There is also not much difference in September of 2017 and 2016, when 1,792 people suffered casualties that month.

Pajhwok’s monthly reports about casualties suggest that most of the casualties during the first nine months of 2017 were recorded in May, July and August. As many as 11,145 people were killed and 7,936 wounded during the period.

Military analysts told Pajhwok clashes usually decreased in January due to cold weather and in June because of Ramadan and Eid-ul-Fitr.

One of them Abdul Wahid Taqat said casualties in clashes depended on the war’s nature; as if the attack was frontal or coordinated then casualties would also be high.

He said attacks by the anti-government forces in September were not frontal, thus casualties were also less.

 “Pakistan was already under pressure from world’s countries for its support to terrorism and pressure on the country further increased when the US announced its new strategy on Afghanistan. Hence, the strong support the country gave to Taliban has reduced and also the Taliban have lost the ability to engage in frontal assaults.”

According to him, the recent surge in airstrikes against rebels by foreign forces has curtailed the insurgents’ inability to engage in frontal war.

Ministry of Defense spokesman Maj. Gen. Dawlat Waziri linked the decrease in casualties to suppressing insurgents that month.

He said security forces had been in offensive format last month, crushing the enemy severely.

We want peace!

This is the voice of Afghan war victims. They want the warring sides to hear their voice and stop killing Afghans.

Noor Ahmad, 24, who lives in Musa Qala district of southern Helmand province, said he was serving in the police force in Greshk district and was maimed during a fighting.
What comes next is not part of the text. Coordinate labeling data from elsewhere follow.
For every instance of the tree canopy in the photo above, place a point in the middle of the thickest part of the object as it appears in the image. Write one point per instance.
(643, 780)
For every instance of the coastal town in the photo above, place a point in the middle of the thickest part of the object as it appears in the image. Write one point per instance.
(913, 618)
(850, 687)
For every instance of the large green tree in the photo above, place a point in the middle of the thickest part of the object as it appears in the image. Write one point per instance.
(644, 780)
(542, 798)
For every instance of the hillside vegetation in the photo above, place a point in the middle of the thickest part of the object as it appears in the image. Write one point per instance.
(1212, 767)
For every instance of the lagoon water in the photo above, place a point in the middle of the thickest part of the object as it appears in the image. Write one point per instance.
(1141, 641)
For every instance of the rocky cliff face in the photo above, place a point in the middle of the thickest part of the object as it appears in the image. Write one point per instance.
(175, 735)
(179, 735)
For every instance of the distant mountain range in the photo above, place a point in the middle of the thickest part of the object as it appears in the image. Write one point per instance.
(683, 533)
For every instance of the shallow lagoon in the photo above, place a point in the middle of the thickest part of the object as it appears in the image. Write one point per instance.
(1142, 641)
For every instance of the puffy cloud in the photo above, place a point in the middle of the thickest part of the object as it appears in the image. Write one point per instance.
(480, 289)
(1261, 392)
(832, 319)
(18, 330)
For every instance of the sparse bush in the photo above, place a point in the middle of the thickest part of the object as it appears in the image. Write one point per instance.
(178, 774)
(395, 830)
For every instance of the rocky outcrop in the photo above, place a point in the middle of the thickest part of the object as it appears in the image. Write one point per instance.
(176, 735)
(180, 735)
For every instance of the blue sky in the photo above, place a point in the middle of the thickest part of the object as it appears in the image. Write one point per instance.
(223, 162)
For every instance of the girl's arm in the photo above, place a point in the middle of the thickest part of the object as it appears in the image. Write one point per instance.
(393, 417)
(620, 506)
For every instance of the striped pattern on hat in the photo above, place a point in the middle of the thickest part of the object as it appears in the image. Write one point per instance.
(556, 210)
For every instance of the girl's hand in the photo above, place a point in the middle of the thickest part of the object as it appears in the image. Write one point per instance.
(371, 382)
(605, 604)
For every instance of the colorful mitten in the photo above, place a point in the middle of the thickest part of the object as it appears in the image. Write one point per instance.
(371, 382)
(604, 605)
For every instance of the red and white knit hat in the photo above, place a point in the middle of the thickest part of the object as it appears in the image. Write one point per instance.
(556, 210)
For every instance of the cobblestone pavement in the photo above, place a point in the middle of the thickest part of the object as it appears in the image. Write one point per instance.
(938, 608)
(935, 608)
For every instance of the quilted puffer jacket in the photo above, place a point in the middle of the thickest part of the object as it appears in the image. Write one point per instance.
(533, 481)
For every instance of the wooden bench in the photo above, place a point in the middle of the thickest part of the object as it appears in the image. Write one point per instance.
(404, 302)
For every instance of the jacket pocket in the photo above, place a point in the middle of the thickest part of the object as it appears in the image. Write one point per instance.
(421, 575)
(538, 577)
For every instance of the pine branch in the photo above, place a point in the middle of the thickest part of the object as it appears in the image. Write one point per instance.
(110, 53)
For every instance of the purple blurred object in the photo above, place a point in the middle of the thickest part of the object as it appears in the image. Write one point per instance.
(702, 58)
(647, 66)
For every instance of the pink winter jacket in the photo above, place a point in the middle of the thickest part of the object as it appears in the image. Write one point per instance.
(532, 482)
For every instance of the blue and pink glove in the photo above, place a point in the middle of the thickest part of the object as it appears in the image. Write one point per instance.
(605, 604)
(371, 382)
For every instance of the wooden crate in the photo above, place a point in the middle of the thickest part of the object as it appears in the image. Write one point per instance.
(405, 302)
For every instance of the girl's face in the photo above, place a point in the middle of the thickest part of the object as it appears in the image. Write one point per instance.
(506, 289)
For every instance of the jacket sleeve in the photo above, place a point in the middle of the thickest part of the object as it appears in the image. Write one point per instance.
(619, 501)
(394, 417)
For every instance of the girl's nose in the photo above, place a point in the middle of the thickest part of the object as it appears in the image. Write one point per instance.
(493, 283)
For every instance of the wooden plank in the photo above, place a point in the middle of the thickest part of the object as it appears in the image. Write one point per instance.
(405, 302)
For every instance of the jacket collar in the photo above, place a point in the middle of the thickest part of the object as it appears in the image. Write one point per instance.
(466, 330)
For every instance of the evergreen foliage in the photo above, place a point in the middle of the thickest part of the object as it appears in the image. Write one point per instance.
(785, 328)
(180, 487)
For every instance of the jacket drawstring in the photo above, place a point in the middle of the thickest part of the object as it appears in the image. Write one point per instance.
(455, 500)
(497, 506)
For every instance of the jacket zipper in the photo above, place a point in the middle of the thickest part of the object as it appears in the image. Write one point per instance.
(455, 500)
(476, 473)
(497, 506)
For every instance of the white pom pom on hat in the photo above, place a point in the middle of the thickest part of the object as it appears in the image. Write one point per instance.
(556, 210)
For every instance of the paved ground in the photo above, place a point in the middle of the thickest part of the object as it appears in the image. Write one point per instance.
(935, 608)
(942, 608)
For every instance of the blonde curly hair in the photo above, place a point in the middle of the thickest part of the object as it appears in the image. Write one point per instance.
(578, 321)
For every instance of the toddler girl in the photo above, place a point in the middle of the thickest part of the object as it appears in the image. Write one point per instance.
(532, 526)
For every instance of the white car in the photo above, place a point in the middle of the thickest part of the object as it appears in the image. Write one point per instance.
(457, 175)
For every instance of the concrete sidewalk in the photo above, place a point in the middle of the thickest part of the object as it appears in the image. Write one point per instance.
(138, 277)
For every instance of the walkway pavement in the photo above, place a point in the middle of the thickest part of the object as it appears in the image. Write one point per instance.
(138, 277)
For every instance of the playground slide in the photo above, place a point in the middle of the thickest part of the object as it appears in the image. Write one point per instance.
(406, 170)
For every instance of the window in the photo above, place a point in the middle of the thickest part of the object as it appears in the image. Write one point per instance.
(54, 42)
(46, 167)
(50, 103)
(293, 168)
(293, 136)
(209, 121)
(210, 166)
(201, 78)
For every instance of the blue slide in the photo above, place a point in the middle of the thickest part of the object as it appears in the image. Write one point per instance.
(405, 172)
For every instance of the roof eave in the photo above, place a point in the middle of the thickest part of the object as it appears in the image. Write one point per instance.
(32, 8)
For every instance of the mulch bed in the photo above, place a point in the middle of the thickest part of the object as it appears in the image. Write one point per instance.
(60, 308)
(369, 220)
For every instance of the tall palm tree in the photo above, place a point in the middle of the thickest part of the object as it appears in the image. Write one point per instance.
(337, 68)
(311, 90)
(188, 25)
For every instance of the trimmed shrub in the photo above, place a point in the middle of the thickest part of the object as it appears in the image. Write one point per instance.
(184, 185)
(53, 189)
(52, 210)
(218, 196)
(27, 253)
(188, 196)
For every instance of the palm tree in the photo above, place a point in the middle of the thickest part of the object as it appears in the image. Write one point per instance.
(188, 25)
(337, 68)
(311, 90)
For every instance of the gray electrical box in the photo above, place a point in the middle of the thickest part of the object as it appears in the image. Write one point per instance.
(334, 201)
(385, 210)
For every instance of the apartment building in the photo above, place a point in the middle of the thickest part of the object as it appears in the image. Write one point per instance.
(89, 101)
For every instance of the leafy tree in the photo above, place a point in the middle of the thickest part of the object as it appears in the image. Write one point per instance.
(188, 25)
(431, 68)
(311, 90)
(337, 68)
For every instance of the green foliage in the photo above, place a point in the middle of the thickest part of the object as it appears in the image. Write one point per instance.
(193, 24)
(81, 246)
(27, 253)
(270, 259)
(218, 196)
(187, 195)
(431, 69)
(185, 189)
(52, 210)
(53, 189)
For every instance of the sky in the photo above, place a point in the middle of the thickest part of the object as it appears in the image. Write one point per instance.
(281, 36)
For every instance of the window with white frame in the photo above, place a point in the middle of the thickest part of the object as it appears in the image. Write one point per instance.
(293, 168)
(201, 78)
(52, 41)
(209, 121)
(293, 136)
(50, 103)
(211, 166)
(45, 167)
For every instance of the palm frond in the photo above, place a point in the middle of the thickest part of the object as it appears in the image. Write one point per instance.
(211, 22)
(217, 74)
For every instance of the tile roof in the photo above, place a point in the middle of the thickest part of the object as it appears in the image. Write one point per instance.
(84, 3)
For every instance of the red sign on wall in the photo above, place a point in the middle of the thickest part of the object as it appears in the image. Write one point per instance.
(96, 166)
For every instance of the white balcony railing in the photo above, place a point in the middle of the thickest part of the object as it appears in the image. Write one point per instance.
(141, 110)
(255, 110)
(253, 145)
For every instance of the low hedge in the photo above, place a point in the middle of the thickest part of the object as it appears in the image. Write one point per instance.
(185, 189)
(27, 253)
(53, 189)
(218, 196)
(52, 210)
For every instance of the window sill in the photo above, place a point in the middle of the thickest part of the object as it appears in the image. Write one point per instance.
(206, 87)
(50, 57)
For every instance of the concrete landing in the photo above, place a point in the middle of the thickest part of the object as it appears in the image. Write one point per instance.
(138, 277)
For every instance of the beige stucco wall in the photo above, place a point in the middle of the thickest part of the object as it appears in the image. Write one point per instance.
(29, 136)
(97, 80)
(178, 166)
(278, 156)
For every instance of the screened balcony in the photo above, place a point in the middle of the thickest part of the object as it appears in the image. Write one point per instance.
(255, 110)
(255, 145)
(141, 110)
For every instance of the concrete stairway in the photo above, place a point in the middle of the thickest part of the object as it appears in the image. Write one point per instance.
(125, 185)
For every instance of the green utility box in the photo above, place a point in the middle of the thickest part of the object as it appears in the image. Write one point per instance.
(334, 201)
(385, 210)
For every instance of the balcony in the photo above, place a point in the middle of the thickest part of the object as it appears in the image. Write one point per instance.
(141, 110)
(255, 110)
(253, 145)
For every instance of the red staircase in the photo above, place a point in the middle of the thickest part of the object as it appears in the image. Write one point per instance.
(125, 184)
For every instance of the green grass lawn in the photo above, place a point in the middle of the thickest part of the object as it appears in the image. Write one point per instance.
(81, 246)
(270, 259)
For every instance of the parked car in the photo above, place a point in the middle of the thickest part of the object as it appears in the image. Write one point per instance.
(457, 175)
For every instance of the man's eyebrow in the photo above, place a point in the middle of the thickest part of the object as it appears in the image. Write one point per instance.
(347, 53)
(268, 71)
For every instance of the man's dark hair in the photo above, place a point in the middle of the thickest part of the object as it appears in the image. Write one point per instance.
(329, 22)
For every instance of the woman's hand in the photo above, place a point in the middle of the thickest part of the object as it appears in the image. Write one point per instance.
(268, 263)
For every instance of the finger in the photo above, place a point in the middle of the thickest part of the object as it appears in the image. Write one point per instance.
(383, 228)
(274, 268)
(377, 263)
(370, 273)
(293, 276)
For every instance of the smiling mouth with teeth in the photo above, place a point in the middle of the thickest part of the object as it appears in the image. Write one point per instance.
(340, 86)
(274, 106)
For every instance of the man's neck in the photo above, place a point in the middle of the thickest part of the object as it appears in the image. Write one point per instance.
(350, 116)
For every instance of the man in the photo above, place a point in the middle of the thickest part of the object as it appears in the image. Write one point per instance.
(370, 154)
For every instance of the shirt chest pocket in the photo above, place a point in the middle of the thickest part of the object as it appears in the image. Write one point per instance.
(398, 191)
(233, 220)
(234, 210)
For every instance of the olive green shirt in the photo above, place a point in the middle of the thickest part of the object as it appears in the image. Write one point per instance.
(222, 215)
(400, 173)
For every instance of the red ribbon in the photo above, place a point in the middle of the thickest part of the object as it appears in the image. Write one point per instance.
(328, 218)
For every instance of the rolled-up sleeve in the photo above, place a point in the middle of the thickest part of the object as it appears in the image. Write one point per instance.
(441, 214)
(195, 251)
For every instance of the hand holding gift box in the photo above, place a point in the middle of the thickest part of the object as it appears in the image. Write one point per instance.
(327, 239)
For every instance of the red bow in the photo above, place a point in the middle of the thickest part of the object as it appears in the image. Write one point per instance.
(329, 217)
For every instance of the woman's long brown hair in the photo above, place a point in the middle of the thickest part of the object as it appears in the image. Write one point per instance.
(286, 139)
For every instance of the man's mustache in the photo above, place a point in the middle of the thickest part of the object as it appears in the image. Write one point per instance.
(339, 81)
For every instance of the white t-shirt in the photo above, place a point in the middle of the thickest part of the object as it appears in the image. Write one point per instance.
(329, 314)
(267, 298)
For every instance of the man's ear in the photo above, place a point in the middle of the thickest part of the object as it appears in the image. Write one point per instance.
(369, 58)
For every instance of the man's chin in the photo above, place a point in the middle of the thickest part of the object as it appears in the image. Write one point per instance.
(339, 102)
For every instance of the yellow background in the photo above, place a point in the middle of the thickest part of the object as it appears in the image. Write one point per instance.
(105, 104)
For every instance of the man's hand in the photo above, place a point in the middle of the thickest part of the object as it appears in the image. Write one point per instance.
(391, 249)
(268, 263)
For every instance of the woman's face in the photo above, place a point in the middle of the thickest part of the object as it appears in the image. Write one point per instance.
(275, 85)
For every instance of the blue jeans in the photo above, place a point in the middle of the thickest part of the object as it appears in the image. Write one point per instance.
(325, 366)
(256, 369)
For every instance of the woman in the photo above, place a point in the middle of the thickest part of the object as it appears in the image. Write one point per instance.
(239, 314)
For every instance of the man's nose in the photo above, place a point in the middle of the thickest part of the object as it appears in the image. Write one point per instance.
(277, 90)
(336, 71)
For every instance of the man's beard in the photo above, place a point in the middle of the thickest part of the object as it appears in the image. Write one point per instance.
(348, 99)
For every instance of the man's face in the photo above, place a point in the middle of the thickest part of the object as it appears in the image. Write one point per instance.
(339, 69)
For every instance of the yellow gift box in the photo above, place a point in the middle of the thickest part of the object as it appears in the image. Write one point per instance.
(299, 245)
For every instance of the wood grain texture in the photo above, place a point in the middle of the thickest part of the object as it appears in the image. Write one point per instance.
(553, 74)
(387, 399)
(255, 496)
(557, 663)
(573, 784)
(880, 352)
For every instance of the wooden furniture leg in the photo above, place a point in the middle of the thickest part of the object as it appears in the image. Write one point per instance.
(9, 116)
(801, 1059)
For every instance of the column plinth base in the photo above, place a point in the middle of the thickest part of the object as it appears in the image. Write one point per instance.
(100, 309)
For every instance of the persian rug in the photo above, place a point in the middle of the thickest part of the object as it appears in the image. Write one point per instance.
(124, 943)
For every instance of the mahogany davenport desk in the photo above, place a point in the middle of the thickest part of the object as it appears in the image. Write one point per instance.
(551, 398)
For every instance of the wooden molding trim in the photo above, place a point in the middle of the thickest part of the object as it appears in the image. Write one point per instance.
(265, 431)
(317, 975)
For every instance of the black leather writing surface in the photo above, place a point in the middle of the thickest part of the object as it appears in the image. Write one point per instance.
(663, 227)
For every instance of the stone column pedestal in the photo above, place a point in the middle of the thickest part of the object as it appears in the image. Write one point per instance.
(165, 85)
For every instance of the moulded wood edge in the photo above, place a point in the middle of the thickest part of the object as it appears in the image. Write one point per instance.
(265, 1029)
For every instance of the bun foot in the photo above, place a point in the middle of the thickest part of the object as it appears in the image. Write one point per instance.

Ahmad, who lost both of his legs and eyes in the clash, asked the warring parties “for God’s sake make peace, cease fire and accept each others’ demands.”

 “It is very painful to see the Afghans being destroyed and ruined. We are trapped in the wars of powerful states that have turned our beloved Afghanistan into a hell.”

He called insurgents as ‘disgruntled brothers’, saying all Afghans were brothers and should live in peace.

Ahmad’s seven family members have been killed during recent years of the conflict and now he is the only adult male survivor in the family, with blinded eyes and severed legs, to take care of seven widows and their orphaned children.

Ahmad complained the government left him alone in his life’s most difficult time, saying he was not only denied compensation but had to go through a lot of difficulties in pocking his monthly stipend.

A resident of Qaleechabad village in northern Jawzjan province, Rahmuddin, said clashes between government forces and insurgents were ongoing in their area over the past one month.

According to him, all homes in their village have been damaged during the fighting.

Rahmuddin, who fled home 20 days back, has since been living in safe area of the district with his family. “We are tired of fighting, we ask both the sides to cease fighting for God’s and Holy Quran’s sake in order we live in harmony and peace.”